段々とジョージィが近ずいて来た。するとジョージィを追い越すように、青い大使館のナンバープレートの黒い大型セダンが走って来た。
大使館の大型セダンは白い小型セダンの後ろに止まった。ジョージィが近ずいてくる。大使館の黒いセダンのドアーが開き、大きな体の外国人が降りてきた。
と、そのとき、一人の女性が白い小型セダンのドアーを開き、ジョージィを中に押し込んだ。女性は諜報部員の方をちらっと見た後、クルッと背を向けて、人込みの中に消えていった。 それはとマリアであった。
ジョージィの目には自分を待つ原島の姿が見えた。
「ショーゾー、アイシテル!」とジョージィは叫んだ。
ジョージィの声は原島には聞こえなかったけど、ジョージィの唇の動きはしっかりと見えた。ジョージィを乗せた白いセダンは猛烈な勢いで、その場を走り去った。
ジョージィの耳に「お帰り、ジョージィ」と、スコット・シンプソンの声が聞こえた。
原島のすぐ目の前で起きたあっという間のできごとであった。
ただ呆然と見送るしかなかった原島は、その場に座り込んでしまった。
ジョージィは諜報部員の手から逃げることはできた。だが、スコット・シンプソンの手に渡ってしまった。もうジョージィを取り戻すことはできない。

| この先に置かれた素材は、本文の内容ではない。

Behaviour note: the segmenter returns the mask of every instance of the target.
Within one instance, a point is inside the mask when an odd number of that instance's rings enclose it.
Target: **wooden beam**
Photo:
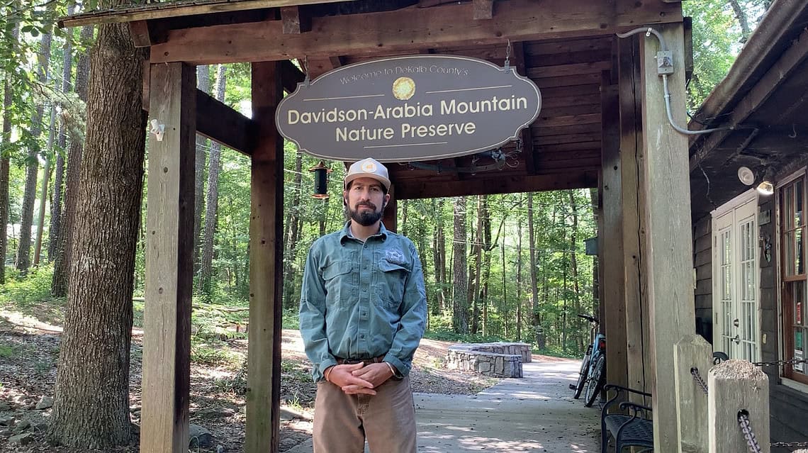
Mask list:
[[[283,293],[284,138],[275,124],[283,99],[281,65],[252,65],[253,119],[250,217],[250,333],[244,450],[276,452],[280,428],[280,333]]]
[[[673,53],[681,61],[684,49],[682,23],[657,26]],[[648,279],[651,350],[655,362],[654,444],[677,444],[678,410],[673,346],[695,329],[692,289],[692,235],[690,224],[690,178],[688,137],[671,127],[666,113],[663,84],[656,73],[656,37],[641,40],[642,79],[643,154],[648,197],[647,229],[650,245],[644,278]],[[668,76],[674,120],[685,124],[684,66]],[[688,414],[682,414],[687,416]]]
[[[241,113],[201,90],[196,90],[196,131],[231,149],[250,155],[258,127]]]
[[[589,0],[537,3],[511,0],[490,20],[472,17],[473,5],[460,3],[312,19],[312,31],[284,35],[280,21],[218,25],[170,31],[168,42],[152,47],[153,62],[196,64],[287,60],[333,55],[379,55],[447,44],[503,44],[564,38],[582,34],[610,35],[638,23],[682,19],[679,4],[617,0],[620,8]],[[570,15],[570,10],[576,15]],[[417,44],[414,44],[417,43]],[[282,44],[282,45],[281,45]],[[600,69],[598,69],[600,71]]]
[[[398,231],[398,199],[396,197],[396,185],[390,185],[390,201],[387,203],[387,208],[381,216],[381,223],[385,224],[385,228],[396,233]]]
[[[601,134],[600,171],[603,175],[603,241],[600,262],[604,266],[601,304],[605,306],[607,382],[625,387],[626,333],[625,287],[623,266],[622,174],[620,167],[620,104],[617,86],[612,85],[608,71],[602,73],[600,86]]]
[[[151,92],[149,73],[153,65],[147,62],[146,66],[143,80],[143,107],[149,111],[148,99]],[[196,118],[196,132],[200,135],[239,153],[247,155],[252,153],[255,146],[253,136],[257,129],[255,122],[198,89]]]
[[[737,125],[743,123],[763,106],[779,86],[789,80],[806,57],[808,57],[808,29],[800,33],[799,38],[793,41],[791,47],[783,52],[765,75],[734,107],[726,124]],[[694,128],[703,128],[703,127],[697,126]],[[690,157],[690,171],[694,170],[699,162],[721,145],[730,133],[731,130],[723,130],[709,134],[699,146],[698,151]]]
[[[494,19],[494,0],[473,0],[474,20]]]
[[[156,23],[145,20],[130,22],[129,32],[135,47],[149,47],[164,43],[168,39],[168,32],[165,28]]]
[[[146,292],[141,451],[188,451],[193,284],[196,72],[183,63],[150,71]]]
[[[58,24],[62,28],[67,28],[99,23],[120,23],[167,17],[243,11],[313,3],[334,3],[343,1],[345,0],[240,0],[238,2],[233,0],[192,0],[192,2],[174,2],[173,3],[153,2],[141,6],[113,8],[66,16],[59,19]]]
[[[627,383],[631,388],[652,392],[654,373],[649,342],[647,287],[642,284],[646,254],[645,195],[642,184],[642,118],[640,105],[638,39],[618,43],[620,91],[620,166],[623,203],[623,263],[625,266]],[[634,398],[647,405],[650,401]]]
[[[538,192],[562,189],[594,187],[598,183],[596,170],[569,172],[535,176],[503,176],[482,179],[477,177],[473,184],[469,181],[443,181],[431,183],[424,181],[402,181],[396,188],[399,200],[419,198],[479,195]]]
[[[331,68],[335,69],[345,65],[344,57],[340,57],[338,55],[336,57],[329,57],[328,59],[331,61]]]
[[[311,15],[301,12],[300,6],[281,6],[280,21],[284,35],[300,35],[311,31]]]

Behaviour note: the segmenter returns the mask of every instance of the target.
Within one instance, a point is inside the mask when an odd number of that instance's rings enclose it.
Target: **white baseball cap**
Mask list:
[[[387,173],[387,167],[372,157],[362,159],[351,165],[347,174],[345,175],[345,187],[347,187],[348,183],[357,178],[372,178],[381,182],[385,191],[390,190],[390,178]]]

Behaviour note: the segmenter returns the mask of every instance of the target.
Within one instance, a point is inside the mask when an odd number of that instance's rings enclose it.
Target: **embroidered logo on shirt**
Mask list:
[[[385,250],[385,259],[388,262],[398,264],[398,266],[404,266],[406,262],[404,261],[404,252],[402,252],[399,249],[388,249]]]

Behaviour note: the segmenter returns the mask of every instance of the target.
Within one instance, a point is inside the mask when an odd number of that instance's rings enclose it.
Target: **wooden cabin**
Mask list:
[[[422,53],[507,59],[543,105],[503,145],[508,166],[473,177],[457,169],[485,163],[477,156],[391,166],[395,199],[599,187],[608,380],[653,392],[658,451],[706,444],[706,399],[689,374],[709,367],[711,348],[693,322],[688,142],[669,123],[659,75],[684,126],[689,31],[678,0],[178,0],[62,25],[109,23],[128,23],[135,45],[150,48],[145,105],[166,131],[149,145],[141,451],[187,449],[194,132],[251,158],[245,450],[276,451],[284,165],[274,113],[306,75],[290,61],[314,78]],[[196,88],[195,65],[231,62],[252,65],[250,118]],[[389,208],[385,225],[394,219]]]
[[[806,358],[806,22],[804,2],[776,2],[690,124],[734,128],[690,143],[696,324],[753,363]],[[806,442],[808,364],[763,369],[772,439]]]

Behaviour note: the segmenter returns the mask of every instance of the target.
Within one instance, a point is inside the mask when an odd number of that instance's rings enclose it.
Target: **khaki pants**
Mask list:
[[[376,395],[347,395],[326,381],[317,384],[314,453],[415,452],[415,409],[410,378],[388,380]]]

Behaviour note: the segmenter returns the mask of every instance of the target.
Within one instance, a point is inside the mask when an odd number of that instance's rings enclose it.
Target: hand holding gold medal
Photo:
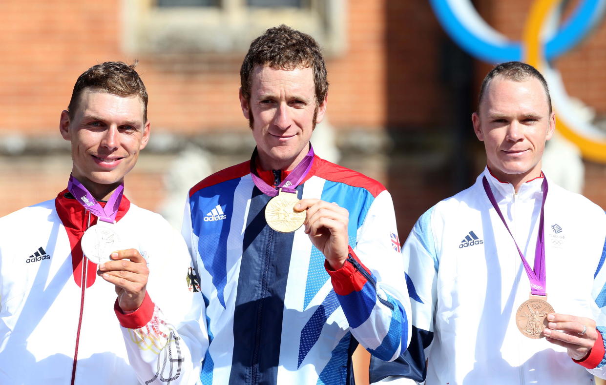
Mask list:
[[[299,200],[296,188],[302,183],[313,164],[311,143],[305,157],[275,187],[256,175],[257,149],[250,159],[250,176],[255,185],[264,194],[274,197],[265,206],[265,220],[276,231],[291,232],[305,225],[311,243],[326,257],[330,266],[343,266],[349,251],[347,232],[349,212],[336,203],[319,199]]]
[[[265,206],[265,220],[270,228],[280,232],[292,232],[303,225],[305,211],[296,211],[299,202],[296,192],[285,192],[279,189]]]
[[[136,310],[145,298],[149,270],[145,259],[120,231],[116,223],[124,185],[112,193],[103,207],[78,179],[70,176],[67,189],[84,208],[99,218],[98,223],[82,235],[82,253],[99,265],[98,274],[116,286],[118,305],[122,311]]]

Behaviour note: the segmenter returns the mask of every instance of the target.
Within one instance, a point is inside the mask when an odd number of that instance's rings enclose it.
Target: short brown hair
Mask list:
[[[253,69],[255,65],[293,70],[311,67],[316,86],[316,99],[322,103],[328,91],[326,65],[319,45],[310,35],[284,24],[270,28],[253,41],[240,69],[242,94],[250,99]]]
[[[480,88],[480,94],[478,97],[478,113],[480,112],[480,104],[482,103],[482,98],[484,96],[484,93],[488,87],[488,83],[497,76],[502,76],[507,80],[514,82],[525,82],[531,77],[536,79],[543,85],[545,90],[545,94],[547,97],[547,104],[549,105],[549,113],[551,113],[551,97],[549,94],[549,87],[547,87],[547,82],[545,80],[543,75],[541,74],[536,68],[521,62],[507,62],[501,63],[488,73],[484,80],[482,81],[482,87]]]
[[[70,119],[78,110],[80,94],[88,87],[98,88],[118,96],[137,95],[143,103],[143,122],[147,121],[147,91],[143,81],[135,70],[137,62],[128,65],[122,62],[105,62],[93,65],[76,81],[67,107]]]

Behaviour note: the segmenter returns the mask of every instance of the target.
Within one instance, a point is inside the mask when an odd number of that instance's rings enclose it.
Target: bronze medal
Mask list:
[[[298,202],[296,193],[284,192],[281,189],[265,206],[265,221],[269,226],[279,232],[292,232],[300,228],[305,222],[307,212],[295,211]]]
[[[522,334],[529,338],[542,338],[543,331],[547,327],[547,314],[554,312],[551,305],[545,300],[547,297],[530,295],[518,308],[516,324]]]

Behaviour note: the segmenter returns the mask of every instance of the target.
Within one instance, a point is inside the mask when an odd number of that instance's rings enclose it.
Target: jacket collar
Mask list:
[[[540,176],[534,179],[531,179],[522,184],[516,194],[513,185],[508,182],[499,180],[496,177],[492,174],[488,166],[484,168],[484,172],[478,177],[478,180],[481,183],[482,182],[482,177],[483,176],[485,176],[488,180],[493,194],[494,194],[494,199],[498,202],[501,202],[501,201],[509,202],[514,199],[525,200],[535,197],[537,194],[539,194],[540,196],[540,194],[542,193],[541,185],[543,183],[543,180],[545,179],[545,174],[542,171]]]
[[[313,175],[316,173],[316,172],[318,170],[318,168],[319,166],[320,162],[321,162],[320,157],[318,157],[317,155],[314,155],[313,163],[311,164],[311,168],[310,169],[309,173],[307,173],[307,175],[305,176],[303,180],[301,181],[301,184],[302,185],[304,183],[307,182],[308,179],[313,176]],[[256,164],[255,165],[255,171],[256,172],[257,176],[262,179],[264,182],[265,182],[270,186],[273,186],[273,187],[276,187],[276,185],[274,184],[275,177],[273,171],[262,170],[259,166],[258,160],[257,161]],[[287,177],[289,174],[290,174],[290,171],[287,171],[286,170],[280,170],[280,180],[281,181],[284,180],[284,178]]]
[[[105,206],[106,202],[99,201],[99,203],[102,206]],[[78,232],[84,232],[86,229],[86,210],[67,188],[57,196],[55,200],[55,205],[59,217],[67,229]],[[130,201],[125,196],[122,196],[116,216],[116,220],[119,221],[122,219],[129,208],[130,208]],[[91,214],[91,226],[96,223],[96,221],[97,217]]]

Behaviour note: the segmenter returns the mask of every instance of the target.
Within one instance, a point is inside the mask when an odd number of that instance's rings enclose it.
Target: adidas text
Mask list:
[[[484,243],[484,241],[482,240],[481,239],[476,239],[475,240],[467,241],[466,242],[460,244],[459,245],[459,248],[462,249],[463,248],[468,247],[470,246],[473,246],[474,245],[482,245]]]
[[[215,220],[221,220],[222,219],[225,219],[227,217],[227,216],[223,214],[222,216],[211,216],[210,217],[204,217],[205,222],[212,222]]]
[[[217,205],[215,208],[207,212],[204,216],[205,222],[214,222],[216,220],[222,220],[227,218],[227,216],[223,212],[223,209],[220,205]]]
[[[46,252],[44,251],[44,249],[38,248],[38,249],[36,252],[27,257],[27,259],[25,260],[25,263],[31,263],[32,262],[39,262],[44,259],[50,259],[50,255],[46,254]]]
[[[43,259],[50,259],[50,255],[48,254],[44,254],[44,255],[40,255],[39,257],[33,257],[32,258],[28,258],[25,260],[26,263],[29,263],[30,262],[39,262]]]

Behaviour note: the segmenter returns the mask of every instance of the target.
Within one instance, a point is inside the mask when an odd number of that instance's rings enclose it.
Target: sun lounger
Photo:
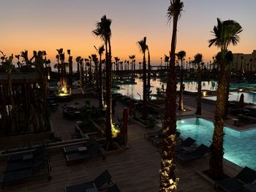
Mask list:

虚しさと、悔しさと、悲しさが、胸をえぐり取られた痛さと、えぐり取られた後の穴のような空虚感がどっと湧いてきて、周りの景色もただの白い霧の中にいるように感じた。
力なく目を向けた先に、黒いガラスのドアーが微かに見えた。
そのガラスの中に白いブラウスのジョージィの姿があった。
「ジョージィ」と叫んだ。だが返事もなく振り返ることもなかった。
それは黒いガラスに映る、高層ビルの白い影であった。